Consider the random sample y of $n = 1000$ observations from $\mathsf{Exp}(\mathrm{rate}=\lambda=5)$ along with the Pareto sample y resulting from the transformation above.
set.seed(1128) x.m = 1; lam = 5 y = rexp(1000, lam) summary(y) Min. 1st Qu. Median Mean 3rd Qu. Max. 0.0001314 0.0519039 0.1298572 0.1946130 0.2743406 1.9046195 x = x.m*exp(y) summary(x) Min. 1st Qu. Median Mean 3rd Qu. Max. 1.000 1.053 1.139 1.245 1.316 6.717 Below is the empirical CDF (ECDF) of Pareto sample x along with the CDF (dotted orange) of the distribution from which it was sampled. Tick marks along the horizontal axis show individual values of x.
plot(ecdf(x), main="ECDF of Pareto Sample") curve(1 - (x.m/x)^lam, add=T, 1, 4, lwd=3, col="orange", lty="dotted") rug(x) 
Ref: See the Wikipedia page on Pareto distributions, under the heading for relationship to exponential.

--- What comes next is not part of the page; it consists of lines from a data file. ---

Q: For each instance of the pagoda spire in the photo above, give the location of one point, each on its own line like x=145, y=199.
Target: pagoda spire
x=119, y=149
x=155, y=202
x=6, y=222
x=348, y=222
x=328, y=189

First, note that the range of $\DeclareMathOperator{\P}{\mathbb{P}} Y$ is $(1, \infty)$. First find the cumulative distribution function of $Y$ in the usual way: $$\begin{align} F_Y(t) & = \P(Y \leq t) = \P(e^X \le t) \\ & = \P( X \leq \ln(t) ) \\ & = F_X( \ln(t) ) = 1-e^{-\lambda \ln(t)} \\ & = 1- e^{\ln( t^{-\lambda})} \\ & = 1-t^{-\lambda} \end{align}$$ for $t\gt 1$. By differentiation we find the density function $$ f_Y(t) = \lambda t^{-\lambda -1},\quad t>1. $$
which is a Pareto distribution.
Note that this is suspiciously similar to the density of a beta prime distribution. Define $U=T-1$, which has density function $$ f_U(u)= \lambda (u+1)^{-\lambda -1},\quad u>0 $$ which we can rewrite as $$ f_U(u)=\frac{u^{1-1} (u+1)^{-\lambda-1}}{B(1,\lambda)} $$ which we can see is a beta prime density.
So we can reformulate: $e^X -1$ has a beta prime distribution.